As Joe said in a reply, “Can you explain it in a tweet? And still be timely/relevant?” Context and information content is key.

Storm chasers as first responders

This week is Severe Weather Preparedness Week in Indiana. For more information, see the NWS Indianapolis website.

Storm spotters have a single purpose: to provide “ground truth” to officials (or media) in order to better protect life and property. Storm chasers have purposes as varied as their motivations. There are no universal rules for chasers, but one comes close: if you encounter injured people, you stop and render assistance.

Knowing that a successful tornado intercept means an increased risk of encountering storm-related injuries, some chasers maintain CPR and first aid certifications. Some carry hefty first aid kits. A smaller number will keep tools in their vehicles. (When I was chasing regularly, I thought about keeping a gas-powered chainsaw in the trunk for such an occasion, but never followed through.)

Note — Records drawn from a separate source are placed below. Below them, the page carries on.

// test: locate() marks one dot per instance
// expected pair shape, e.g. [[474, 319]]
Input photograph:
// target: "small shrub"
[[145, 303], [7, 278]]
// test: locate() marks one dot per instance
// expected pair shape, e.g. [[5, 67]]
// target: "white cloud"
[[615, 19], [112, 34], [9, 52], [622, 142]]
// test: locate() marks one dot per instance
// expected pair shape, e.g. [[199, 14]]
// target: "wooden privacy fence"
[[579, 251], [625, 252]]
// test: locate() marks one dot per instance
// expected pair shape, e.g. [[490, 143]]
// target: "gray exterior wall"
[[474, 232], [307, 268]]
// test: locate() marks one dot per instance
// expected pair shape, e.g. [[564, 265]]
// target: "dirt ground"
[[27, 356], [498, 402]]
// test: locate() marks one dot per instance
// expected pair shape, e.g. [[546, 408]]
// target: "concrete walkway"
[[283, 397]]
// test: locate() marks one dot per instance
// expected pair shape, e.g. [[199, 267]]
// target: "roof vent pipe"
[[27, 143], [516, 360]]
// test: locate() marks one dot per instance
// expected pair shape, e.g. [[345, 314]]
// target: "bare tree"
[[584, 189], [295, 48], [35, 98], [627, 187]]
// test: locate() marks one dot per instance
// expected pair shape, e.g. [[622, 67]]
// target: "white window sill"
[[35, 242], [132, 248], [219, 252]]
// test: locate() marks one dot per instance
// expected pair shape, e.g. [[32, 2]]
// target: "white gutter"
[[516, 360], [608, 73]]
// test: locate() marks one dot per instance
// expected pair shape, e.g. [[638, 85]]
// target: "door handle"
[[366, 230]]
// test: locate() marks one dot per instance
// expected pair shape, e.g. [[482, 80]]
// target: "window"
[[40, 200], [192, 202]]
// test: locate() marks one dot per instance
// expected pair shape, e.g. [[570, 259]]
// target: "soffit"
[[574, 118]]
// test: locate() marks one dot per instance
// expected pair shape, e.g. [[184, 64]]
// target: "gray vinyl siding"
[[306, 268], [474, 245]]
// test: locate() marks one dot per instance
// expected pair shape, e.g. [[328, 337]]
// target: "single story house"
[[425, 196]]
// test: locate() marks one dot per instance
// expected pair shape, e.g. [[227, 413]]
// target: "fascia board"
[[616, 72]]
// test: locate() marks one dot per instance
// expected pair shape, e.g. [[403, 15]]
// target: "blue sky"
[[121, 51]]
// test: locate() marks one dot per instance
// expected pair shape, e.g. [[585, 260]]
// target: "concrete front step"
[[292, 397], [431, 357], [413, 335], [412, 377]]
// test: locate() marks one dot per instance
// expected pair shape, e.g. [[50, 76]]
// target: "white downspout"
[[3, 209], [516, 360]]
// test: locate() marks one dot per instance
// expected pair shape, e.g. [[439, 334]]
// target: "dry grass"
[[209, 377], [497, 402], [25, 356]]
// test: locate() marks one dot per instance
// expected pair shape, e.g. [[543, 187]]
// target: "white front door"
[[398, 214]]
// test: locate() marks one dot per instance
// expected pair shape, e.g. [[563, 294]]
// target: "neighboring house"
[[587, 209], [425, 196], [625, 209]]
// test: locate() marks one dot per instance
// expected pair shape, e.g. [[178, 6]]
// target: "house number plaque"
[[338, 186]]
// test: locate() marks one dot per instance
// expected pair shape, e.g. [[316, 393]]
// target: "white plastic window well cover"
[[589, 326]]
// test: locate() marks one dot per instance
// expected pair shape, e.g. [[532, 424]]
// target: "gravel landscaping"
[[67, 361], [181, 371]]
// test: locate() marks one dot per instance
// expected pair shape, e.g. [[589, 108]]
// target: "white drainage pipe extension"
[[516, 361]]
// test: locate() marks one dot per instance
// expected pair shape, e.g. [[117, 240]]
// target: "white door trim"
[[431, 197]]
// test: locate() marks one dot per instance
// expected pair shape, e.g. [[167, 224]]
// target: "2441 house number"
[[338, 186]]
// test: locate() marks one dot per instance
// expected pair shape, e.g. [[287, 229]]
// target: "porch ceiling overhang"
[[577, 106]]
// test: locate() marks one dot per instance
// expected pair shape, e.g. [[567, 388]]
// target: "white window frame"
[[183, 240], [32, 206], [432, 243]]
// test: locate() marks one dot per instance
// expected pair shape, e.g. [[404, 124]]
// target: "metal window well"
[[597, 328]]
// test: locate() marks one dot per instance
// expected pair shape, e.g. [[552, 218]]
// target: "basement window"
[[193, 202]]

While preparedness is good, I’m concerned that a small minority will view themselves as first responders. That is an inappropriate role for someone to assume, unless they also happen to be a trained first responder when not chasing. I’ve seen this in others and I’ve seen it in myself. There’s a certain romantic appeal to see yourself as a gallant hero, watching the sky and riding in to save strangers who will never know your name.

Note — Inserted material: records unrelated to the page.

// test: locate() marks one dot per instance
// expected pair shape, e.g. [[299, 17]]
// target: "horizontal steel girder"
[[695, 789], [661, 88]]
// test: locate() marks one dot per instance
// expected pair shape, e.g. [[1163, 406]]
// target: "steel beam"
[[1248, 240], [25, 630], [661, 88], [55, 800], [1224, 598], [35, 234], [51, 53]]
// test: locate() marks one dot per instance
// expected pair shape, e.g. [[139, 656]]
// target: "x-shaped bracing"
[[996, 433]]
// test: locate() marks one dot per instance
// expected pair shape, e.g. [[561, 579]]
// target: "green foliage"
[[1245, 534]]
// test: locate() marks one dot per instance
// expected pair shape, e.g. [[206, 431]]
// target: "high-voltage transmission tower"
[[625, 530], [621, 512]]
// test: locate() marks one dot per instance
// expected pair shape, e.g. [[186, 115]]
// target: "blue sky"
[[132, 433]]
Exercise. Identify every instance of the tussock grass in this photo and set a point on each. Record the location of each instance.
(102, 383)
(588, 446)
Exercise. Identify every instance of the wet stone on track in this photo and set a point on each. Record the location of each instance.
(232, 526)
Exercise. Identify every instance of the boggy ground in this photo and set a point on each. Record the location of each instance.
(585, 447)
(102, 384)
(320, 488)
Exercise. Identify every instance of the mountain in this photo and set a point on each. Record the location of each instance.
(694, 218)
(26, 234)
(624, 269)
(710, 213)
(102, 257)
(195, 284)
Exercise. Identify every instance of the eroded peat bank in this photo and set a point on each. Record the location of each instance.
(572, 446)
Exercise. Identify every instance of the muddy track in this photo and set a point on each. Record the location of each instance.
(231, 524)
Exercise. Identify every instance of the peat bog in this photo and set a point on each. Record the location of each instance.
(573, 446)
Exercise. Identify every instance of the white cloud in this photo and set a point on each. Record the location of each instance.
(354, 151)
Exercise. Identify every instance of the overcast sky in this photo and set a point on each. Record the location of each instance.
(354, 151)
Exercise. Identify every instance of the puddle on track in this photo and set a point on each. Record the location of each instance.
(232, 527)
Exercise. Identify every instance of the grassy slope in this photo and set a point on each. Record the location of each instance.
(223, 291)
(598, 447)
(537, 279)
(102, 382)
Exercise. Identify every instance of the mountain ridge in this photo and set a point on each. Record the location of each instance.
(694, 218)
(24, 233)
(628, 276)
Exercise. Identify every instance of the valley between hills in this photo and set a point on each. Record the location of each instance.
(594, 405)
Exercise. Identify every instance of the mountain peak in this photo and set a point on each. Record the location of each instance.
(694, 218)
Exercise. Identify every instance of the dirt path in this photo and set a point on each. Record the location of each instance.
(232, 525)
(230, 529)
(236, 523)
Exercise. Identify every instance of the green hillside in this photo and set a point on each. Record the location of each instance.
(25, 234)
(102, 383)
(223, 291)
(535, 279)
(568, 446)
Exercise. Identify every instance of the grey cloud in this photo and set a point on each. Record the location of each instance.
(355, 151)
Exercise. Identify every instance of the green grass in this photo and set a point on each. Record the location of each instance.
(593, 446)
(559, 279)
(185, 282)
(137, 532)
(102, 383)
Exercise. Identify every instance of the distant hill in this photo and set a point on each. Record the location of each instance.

That’s a dangerous delusion to buy into. Storm chaser and wizened sage Ams Magliocco wandered aloud about the decisions that sometimes get made by chasers when they come across storm damage:

Amos’s tweet appears to be in response to the attack on Jeff Piotrowski, who was assaulted as he attempted to render assistance (while he happened to be streaming on Periscope). Jeff is an experienced and well-respected chaser, but the decision to live stream attempts to help in the immediate aftermath of a tornado strikes me as attention-seeking and not in the best interests of those who he would assist.

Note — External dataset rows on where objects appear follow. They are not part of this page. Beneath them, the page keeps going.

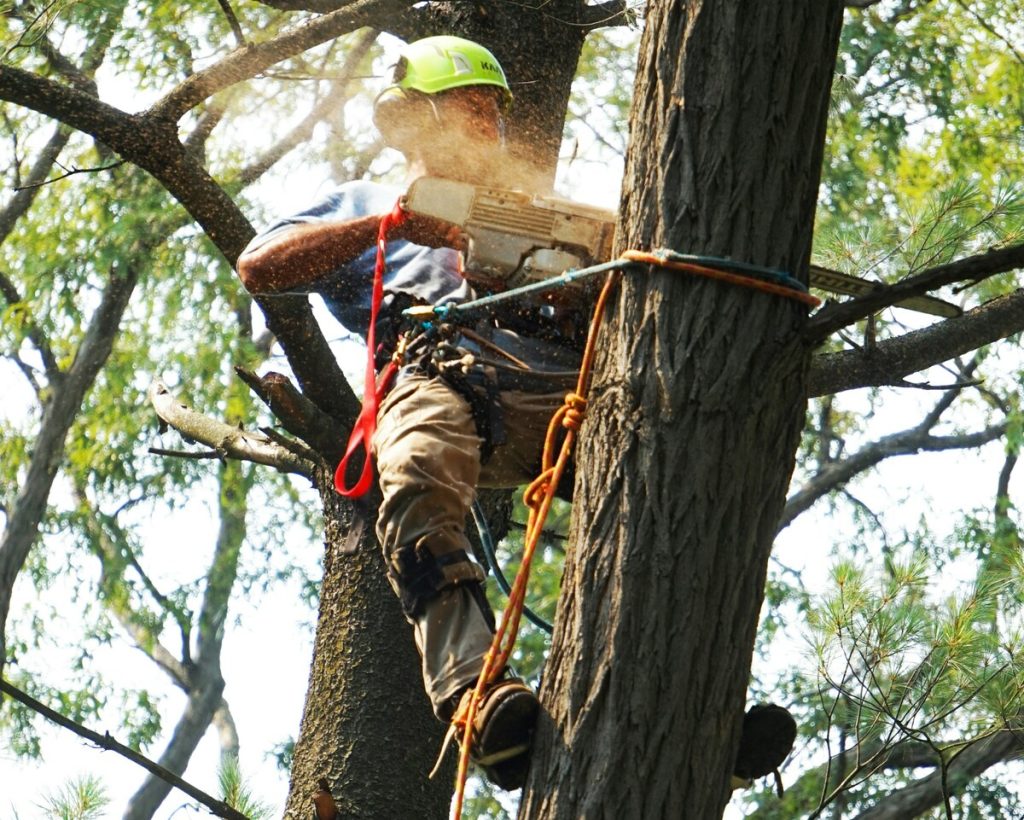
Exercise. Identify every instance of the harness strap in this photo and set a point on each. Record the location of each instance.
(374, 388)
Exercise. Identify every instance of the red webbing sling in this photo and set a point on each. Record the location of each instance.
(374, 387)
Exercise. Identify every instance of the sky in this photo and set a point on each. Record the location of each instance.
(266, 656)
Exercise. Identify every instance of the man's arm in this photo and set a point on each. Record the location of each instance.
(304, 253)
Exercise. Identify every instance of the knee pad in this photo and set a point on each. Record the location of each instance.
(419, 575)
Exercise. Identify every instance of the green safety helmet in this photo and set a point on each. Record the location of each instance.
(440, 63)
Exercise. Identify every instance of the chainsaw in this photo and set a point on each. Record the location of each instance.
(516, 239)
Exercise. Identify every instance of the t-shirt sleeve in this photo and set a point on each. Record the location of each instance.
(349, 201)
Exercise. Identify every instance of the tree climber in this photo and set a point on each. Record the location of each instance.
(467, 413)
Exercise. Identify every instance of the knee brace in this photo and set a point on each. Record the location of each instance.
(420, 573)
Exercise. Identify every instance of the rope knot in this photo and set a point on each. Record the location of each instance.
(576, 412)
(538, 488)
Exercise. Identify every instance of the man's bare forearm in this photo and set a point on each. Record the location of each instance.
(305, 253)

I don’t mean this as a criticism of Jeff specifically. I don’t know him, but I’ve known of him for years and I have a high regard for him. His incident just serves as a dramatic reminder of the possible consequences of chasers as self-appointed first responders.

Too many NWS products?

I’ve written before that the National Weather Service is stuck in a paradigm where the general public isn’t assumed to directly consume most products. NWS text products are largely unchanged from decades ago when most public consumption was filtered through media outlets or emergency management officials. As a result, products are more focused on being technically correct instead of usefully correct.

A prime example is how the National Hurricane Center decided not to issue hurricane warnings as “Superstorm” Sandy made landfall. While technically correct, the decision led to confusion and caused some to minimize the threat.

I suggested on Twitter that people really only want to know three things:

  1. How badly will my stuff be wrecked?
  2. When will be stuff be wrecked?
  3. What should I do about it?

To the extent that the specific threat matters, it only matters as it affects the answers to those three questions. If your roof disappears because of a wind gust instead of a tornado, is it any less gone? Of course, the distinction matters for scientific research purposes, but does the general public care?

When I saw an infographic that Ashley Atney put together, it hit me: the NWS simply has too many warning products. Maps like this drive the point home:

Watch, Warning, Advisory map of Arizona from January 31, 2016. Image capture via Rob Dale (@therobdale).

Watch, Warning, Advisory map of Arizona from January 31, 2016. Image capture via Rob Dale.

This may be heresy, but what if we condensed products? Winter storm, lake effect snow, and blizzard products could all be combined into one, with the product itself describing the details. After all, merely saying “winter storm” versus “blizzard” doesn’t really communicate much anyway. Further heresy would be to combine severe thunderstorm and tornado warnings.

I’m not saying that these (and other condensations) are necessarily the right way to go. There’s a lot of research that would need to be done first in order to make sure that the net effect on the public is positive. But the current system is in need of improvement.